En définitive, l’OTAN pourrait être un forum dont les Etats membres s’emploient à rapprocher les points de vue pour normaliser la relation avec la Russie, pour stabiliser la situation de pays baltes ou encore pour peser sur la Turquie (deuxième armée de l’OTAN)… Ankara continue à jouer un rôle très ambigu en Syrie, en Irak et dans ses relations avec Dae’ch et d’autres organisations terroristes. Par ailleurs, il revient plus aux Nations unies qu’à l’OTAN de veiller sur la paix et la sécurité mondiales. La France dispose d’un siège de membre permanent de son Conseil de sécurité. Ne s’agit-il pas d’en optimiser les capacités afin d’œuvrer à la mise en chantier d’un nouveau système de sécurité collective.

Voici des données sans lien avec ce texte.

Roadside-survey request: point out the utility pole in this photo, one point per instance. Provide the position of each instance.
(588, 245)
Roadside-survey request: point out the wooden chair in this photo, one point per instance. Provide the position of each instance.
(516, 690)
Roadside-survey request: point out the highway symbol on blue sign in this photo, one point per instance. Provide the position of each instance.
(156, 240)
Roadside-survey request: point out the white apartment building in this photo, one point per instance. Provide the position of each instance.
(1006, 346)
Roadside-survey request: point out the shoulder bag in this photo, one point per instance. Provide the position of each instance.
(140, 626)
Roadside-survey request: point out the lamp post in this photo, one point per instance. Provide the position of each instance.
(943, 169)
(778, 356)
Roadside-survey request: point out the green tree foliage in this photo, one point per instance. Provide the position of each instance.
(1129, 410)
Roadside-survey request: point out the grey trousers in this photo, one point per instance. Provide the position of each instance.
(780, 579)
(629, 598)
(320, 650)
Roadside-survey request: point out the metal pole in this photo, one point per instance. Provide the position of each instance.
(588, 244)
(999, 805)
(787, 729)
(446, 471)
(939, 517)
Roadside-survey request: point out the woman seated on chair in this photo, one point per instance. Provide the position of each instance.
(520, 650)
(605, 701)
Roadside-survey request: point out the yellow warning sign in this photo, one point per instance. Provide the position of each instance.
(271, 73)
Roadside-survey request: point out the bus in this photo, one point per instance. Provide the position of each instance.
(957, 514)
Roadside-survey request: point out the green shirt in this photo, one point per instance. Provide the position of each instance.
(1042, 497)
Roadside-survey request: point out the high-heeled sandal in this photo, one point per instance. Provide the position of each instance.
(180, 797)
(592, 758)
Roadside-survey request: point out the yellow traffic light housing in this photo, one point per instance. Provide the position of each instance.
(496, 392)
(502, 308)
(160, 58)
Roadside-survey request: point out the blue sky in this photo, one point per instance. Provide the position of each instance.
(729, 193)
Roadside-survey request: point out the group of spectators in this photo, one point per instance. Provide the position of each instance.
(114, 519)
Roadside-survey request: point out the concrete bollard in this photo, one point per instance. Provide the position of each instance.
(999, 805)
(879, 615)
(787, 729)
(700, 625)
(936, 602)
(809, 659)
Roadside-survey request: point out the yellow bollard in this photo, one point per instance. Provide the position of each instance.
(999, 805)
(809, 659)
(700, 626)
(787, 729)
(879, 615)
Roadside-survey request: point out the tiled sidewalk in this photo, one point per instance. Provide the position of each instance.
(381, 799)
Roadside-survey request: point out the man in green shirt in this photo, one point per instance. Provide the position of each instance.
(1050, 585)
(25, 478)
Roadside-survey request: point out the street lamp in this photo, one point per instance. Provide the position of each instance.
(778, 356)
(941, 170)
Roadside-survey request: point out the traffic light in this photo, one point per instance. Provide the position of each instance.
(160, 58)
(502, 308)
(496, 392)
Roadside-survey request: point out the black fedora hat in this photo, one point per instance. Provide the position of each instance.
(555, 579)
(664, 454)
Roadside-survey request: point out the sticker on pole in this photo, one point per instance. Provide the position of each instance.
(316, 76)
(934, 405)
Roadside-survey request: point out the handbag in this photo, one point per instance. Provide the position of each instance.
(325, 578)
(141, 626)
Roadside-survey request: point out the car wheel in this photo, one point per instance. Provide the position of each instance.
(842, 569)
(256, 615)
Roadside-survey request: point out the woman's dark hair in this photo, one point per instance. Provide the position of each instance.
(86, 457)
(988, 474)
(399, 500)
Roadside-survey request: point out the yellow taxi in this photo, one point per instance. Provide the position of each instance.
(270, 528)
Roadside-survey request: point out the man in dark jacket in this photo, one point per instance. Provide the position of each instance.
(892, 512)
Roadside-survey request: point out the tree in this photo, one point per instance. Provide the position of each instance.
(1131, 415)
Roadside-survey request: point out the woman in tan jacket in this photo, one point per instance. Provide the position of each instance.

Ce n’est certainement pas en déployant des soldats supplémentaires en Pologne et dans les Pays baltes, comme si Moscou allait attaquer demain matin, que l’OTAN va contribuer à la paix et la sécurité mondiales. Qu’on commence par lever les sanctions frappant la Russie afin de relancer la discussion et que l’UE cesse d’appliquer automatiquement ces mêmes sanctions décidées par Washington. Le Brexit devrait faire réfléchir les dirigeants européens, non seulement sur les plans de la défense et de la sécurité, mais aussi sur ceux de l’indépendance et de la souveraineté politiques.

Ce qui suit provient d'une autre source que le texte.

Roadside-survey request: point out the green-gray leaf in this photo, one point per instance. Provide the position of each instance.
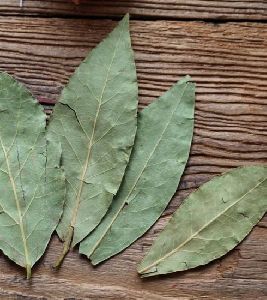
(160, 153)
(31, 183)
(210, 222)
(96, 122)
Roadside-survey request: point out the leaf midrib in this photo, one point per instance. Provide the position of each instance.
(138, 177)
(90, 145)
(21, 225)
(144, 270)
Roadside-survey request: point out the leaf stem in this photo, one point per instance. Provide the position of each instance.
(29, 271)
(66, 248)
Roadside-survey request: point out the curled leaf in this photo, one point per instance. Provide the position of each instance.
(160, 153)
(210, 222)
(95, 121)
(31, 181)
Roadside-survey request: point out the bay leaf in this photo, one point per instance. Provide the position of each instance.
(210, 222)
(32, 187)
(95, 121)
(160, 153)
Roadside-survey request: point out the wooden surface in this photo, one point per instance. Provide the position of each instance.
(156, 9)
(228, 61)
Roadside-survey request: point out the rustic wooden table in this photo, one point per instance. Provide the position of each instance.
(223, 45)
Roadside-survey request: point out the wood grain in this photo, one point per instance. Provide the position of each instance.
(175, 9)
(229, 64)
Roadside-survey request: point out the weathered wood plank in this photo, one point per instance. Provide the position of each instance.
(175, 9)
(229, 64)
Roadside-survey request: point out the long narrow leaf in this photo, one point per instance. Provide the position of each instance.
(95, 120)
(210, 222)
(158, 160)
(31, 181)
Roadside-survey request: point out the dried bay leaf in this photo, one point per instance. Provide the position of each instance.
(32, 187)
(210, 222)
(160, 153)
(95, 121)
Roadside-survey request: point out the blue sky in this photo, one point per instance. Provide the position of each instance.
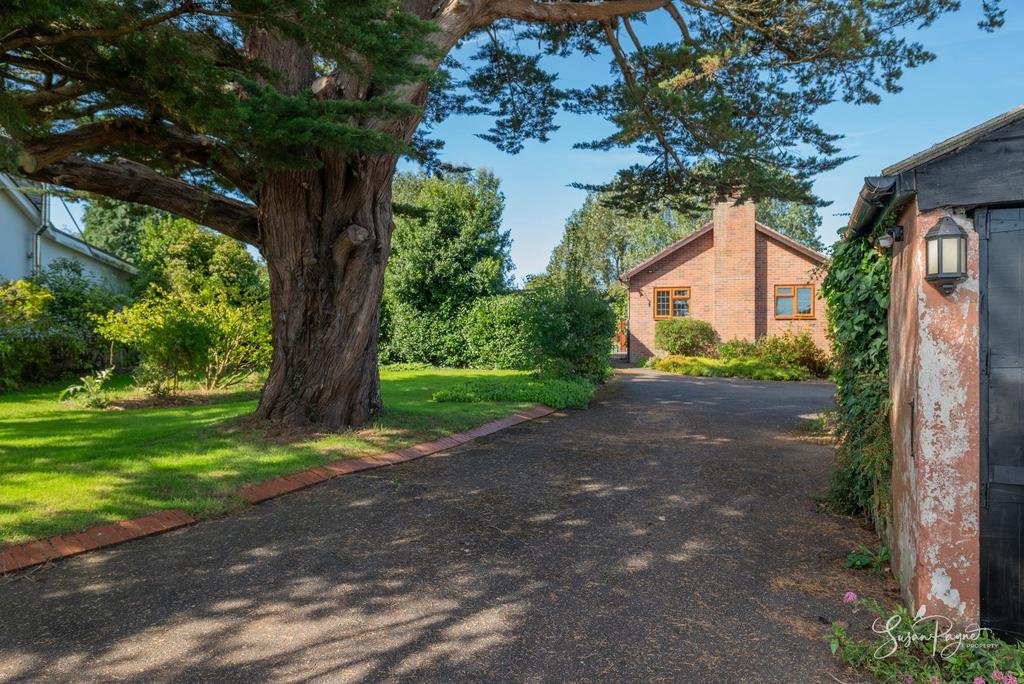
(975, 77)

Mieux informés, les peuples européens admettront de moins en moins que les directives européennes, qui vont jusqu’à décider de la consistance de leurs fromages, soient décidées et appliquées en fonctions des intérêts de Washington. Comme le déplorait récemment le directeur du mensuel Afrique-Asie, « l’ambition de l’Europe du général de Gaulle allait de l’Atlantique à l’Oural, celle des Eurocrates actuels va de l’Atlantique à l’atlantique… »

Richard Labévière
11 juillet 2016

1 Le Club des Vingt se compose de : Hervé de Charette, Roland Dumas, (anciens ministres des Affaires Etrangères), Bertrand Dufourcq, Francis Gutmann (président du Club), Gabriel Robin (Ambassadeurs de France), Général Henri Bentégeat, Henri Laurens (Professeur au Collège de France), Bertrand Badie (Professeur des Universités), Denis Bauchard, Claude Blanchemaison, Hervé Bourges, Rony BRAUMAN, Jean-François Colosimo, Jean-Claude Cousseran, Régis Debray, Anne Gazeau-Secret, Jean-Louis Gergorin, Renaud Girard et François Nicoullaud.